Mourners packed the historic Garrison Church in The Rocks to pay their final respects to the wife of Australian cricketing great Glenn McGrath following her death on Sunday after a long and well-publicised battle with cancer.
Former Australian cricketers Steve and Mark Waugh, Michael Bevan, Shane Warne and Mark Taylor were joined by political leaders Kevin Rudd, Brendan Nelson and Morris Iemma in a moving ceremony.
Tracey Bevan, wife of Michael, described Jane as 'the best friend anyone could ever have'.
"The Jane McGrath I know is loving, kind, generous, extremely funny, creative, sensitive, a loyal wife, a loving mother," she said.
"We've cried together but mostly we've laughed together."
"I'll miss her every day until I see her again."
Ms Bevan recalled the pair's bizarre superstition of each wearing the same pair of lucky knickers every day, convincing themselves the ritual was behind Australia's golden run of success in the late 1990s and early 2000s.
"We believe we're the main reason why the Aussie cricket team became such legends of the game," she said.
"Without us and our lucky cherry Marks and Spencers knickers, I'm not too sure Aussie cricket would be as formidable as it is."
Broadcaster Alan Jones said Jane would have been 'bewildered' by the attention afforded her in death.
"We would dishonour the memory of Jane if we didn't celebrate a lady of courage and warmth, unselfishness, happiness, big smiles, class, glamour and generosity of spirit," he said.
"It seems hard to believe that Jane came into our lives so recently yet filled our lives so completely."
"Glenn proved himself a great selector."
"My sense is that Jane would be bewildered by the attention she's receiving today and in these last days."
"But it's a measure of the impact that she unknowingly had."
Test batsman Matthew Hayden's wife Kellie followed with a message penned by Jane.
"The time is here for me to leave this life.

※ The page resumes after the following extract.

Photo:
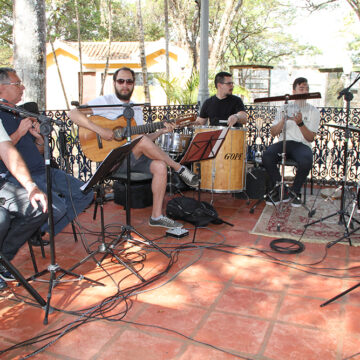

I have fought the good fight to the end, I have done my best in this race, I have run the full distance and I have kept the faith," she read.
"And now there is waiting for me a prize of victory awarded for the righteous life, the prize which the lord, the righteous judge, will give to me on that day - not only to me, but to all those who wait with love."
Together with her husband, Jane set up the McGrath Foundation to raise money and awareness of breast cancer. In January, Jane and Glenn were honoured by being made Members of the Order of Australia. She was also the proud mother of James, 8 and Holly, 6.
White doves were released outside the church, where the McGraths were married in 1999, as the couple's children blew bubbles metres from their mother's flower-laden coffin.
Monty Python's Always Look on the Bright Side of Life played as the congregation filtered from the service to console Glenn McGrath and his family.